There is an additional input parameter named --icres_set, that can either be all or maxf1. The parameter all uses a more comprehensive and complete collection of maize putative CREs, while maxf1 uses a set of putative CREs that is smaller but more precise (less false positives).

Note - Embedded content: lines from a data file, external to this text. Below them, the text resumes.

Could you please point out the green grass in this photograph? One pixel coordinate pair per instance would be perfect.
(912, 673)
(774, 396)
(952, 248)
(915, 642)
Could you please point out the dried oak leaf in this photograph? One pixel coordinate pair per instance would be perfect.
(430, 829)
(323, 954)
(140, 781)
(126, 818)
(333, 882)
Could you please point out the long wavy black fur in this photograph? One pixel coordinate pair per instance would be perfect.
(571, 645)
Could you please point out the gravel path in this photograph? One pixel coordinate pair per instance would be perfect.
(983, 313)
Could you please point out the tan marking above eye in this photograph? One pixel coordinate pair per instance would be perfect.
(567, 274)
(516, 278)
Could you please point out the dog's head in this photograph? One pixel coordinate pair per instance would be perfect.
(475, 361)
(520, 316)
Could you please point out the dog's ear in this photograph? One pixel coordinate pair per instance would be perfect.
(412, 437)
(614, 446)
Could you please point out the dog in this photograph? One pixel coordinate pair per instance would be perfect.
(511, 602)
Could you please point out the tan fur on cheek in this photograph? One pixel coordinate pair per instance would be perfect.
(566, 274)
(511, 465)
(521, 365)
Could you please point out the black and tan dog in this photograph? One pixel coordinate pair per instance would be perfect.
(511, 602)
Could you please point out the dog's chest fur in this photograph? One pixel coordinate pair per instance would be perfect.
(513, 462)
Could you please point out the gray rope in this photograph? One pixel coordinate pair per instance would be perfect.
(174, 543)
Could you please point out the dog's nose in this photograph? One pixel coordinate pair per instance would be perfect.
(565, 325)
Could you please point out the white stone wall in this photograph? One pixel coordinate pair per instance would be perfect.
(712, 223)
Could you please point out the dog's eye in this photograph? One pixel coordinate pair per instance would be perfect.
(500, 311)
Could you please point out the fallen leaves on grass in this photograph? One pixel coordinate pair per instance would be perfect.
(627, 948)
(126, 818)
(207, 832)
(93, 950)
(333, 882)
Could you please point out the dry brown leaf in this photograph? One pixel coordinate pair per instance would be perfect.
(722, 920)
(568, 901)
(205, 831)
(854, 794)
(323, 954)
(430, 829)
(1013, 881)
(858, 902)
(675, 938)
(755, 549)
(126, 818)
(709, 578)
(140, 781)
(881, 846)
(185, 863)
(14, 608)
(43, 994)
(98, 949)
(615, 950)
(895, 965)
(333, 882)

One example of the parameters configuration from the file mini_ac_icres.config can be found below:

params {

    //// Output folder
    OutDir = "$projectDir/example/outputs_icres"

    //// Required input
    Gene_list_dir = "$projectDir/example/inputs/gene_set_files"

    //// Optional input
    // Differential expression data
    DE_genes = false
    DE_genes_dir = "$projectDir/example/inputs/de_files"
    One_DE_set = true
    // Expression data
    Filter_set_genes = false
    Set_genes_dir = "$projectDir/example/inputs/exp_genes_files"
    One_filtering_set = true

    //// Prediction parameters
    Bps_intersect = false


    //// Prediction parameters only genome-wide
    Second_gene_annot = false
    Second_gene_dist = 500
}

This version of MINI-AC can also be run with DE_genes = true and Filter_set_genes = true. However, the input files should be named accordingly, with the same name as the input file, followed by _icres_ and _degs_table.txt and/or _expressed_genes.txt. For example, in the case of the input file UP_gene_set.txt, the corresponding DEGs and expressed genes files should be named UP_gene_set_icres_degs_table.txt and UP_gene_set_icres_expressed_genes.txt, respectively.